With Europe mired in crisis, President Barack Obama is launching a charm offensive to hitch the U.S. economy to growth opportunities in Asia that he hopes can help power the recovery he needs for re-election.
Obama will host Asian leaders including Chinese President Hu Jintao and Japanese Prime Minister Yoshihiko Noda in Honolulu this weekend to seek to improve trade ties across the Pacific.
He will then travel to Australia to announce plans to boost the U.S. military presence in the region and will be the first American president to attend the East Asia Summit in Bali. There, he will heap attention on the Philippines, Thailand, Malaysia and Indonesia as well as India.
The campaign to cozy up to Asian powers large and small comes at a critical moment for the U.S. economy, whose recovery is at risk because of a spiraling debt crisis in Europe that dominated a G-20 leaders' summit in France last week.

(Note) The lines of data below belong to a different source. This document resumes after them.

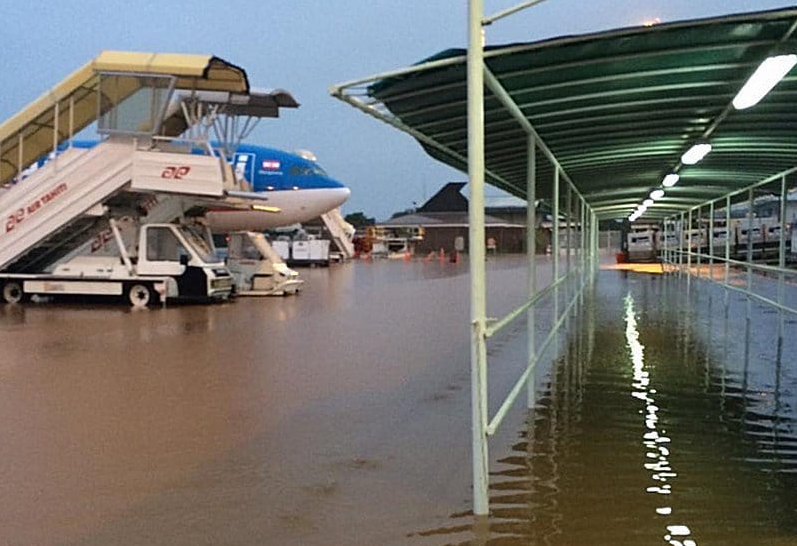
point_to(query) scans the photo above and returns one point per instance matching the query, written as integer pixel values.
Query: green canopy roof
(617, 109)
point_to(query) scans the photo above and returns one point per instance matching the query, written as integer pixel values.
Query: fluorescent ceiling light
(766, 76)
(695, 153)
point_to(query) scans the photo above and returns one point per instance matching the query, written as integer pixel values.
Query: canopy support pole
(476, 250)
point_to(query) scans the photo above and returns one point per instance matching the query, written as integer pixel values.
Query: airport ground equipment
(153, 113)
(341, 232)
(163, 262)
(257, 269)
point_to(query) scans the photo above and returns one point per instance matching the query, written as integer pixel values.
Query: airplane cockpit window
(306, 170)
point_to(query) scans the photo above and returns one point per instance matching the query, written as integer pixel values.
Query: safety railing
(733, 250)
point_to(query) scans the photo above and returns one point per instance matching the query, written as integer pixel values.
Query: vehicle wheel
(140, 295)
(13, 293)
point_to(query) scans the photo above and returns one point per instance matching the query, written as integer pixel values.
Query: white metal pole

"To have this trip happen when you have nothing but crisis in Europe and nothing but opportunity in Asia, you couldn't have more of a juxtaposition," said Victor Cha, who advised President George W. Bush on Asian affairs.
Executives from companies such as Boeing, Caterpillar, General Electric and Time Warner Cable will also attend the APEC summit to help Obama make the case that closer ties with Asia will help create U.S. jobs.
Obama will not be able to leave the European financial crisis behind entirely. Asia-Pacific finance ministers meeting in Honolulu before the leaders' summit fretted about Europe's lack of strong action to deal with crises in Greece and Italy, and talked of ways to bolster their own economies to minimize potential spillover.
PACIFIC POWER
Obama will also seek to reassert the U.S. role as a Pacific power, shifting more of its budget-stretched military resources to Asia as it pulls out of Afghanistan and Iraq and worries less about security in Europe.
In Australia, he is set to announce an agreement for more than 2,000 Marines to train and do joint exercises from Darwin, a city with a large military presence on the country's northern coast.
The cooperation deal is seen as a stepping stone to a more permanent presence for in Australia, which could eventually see U.S. vessels stationed in Perth or nearby that could respond faster to regional threats or humanitarian emergencies than they could from Hawaii or California.
Obama is likely to avoid direct references to China when making the announcement, although the agreement is widely seen to be a way for the United States to act as a check on Chinese power and defuse possible conflicts over waterways and disputed islands.
"It is sending a very clear message that the United States is not ceding Asia diplomatically to China," said Cha, now a scholar at the Center for Strategic and International Studies.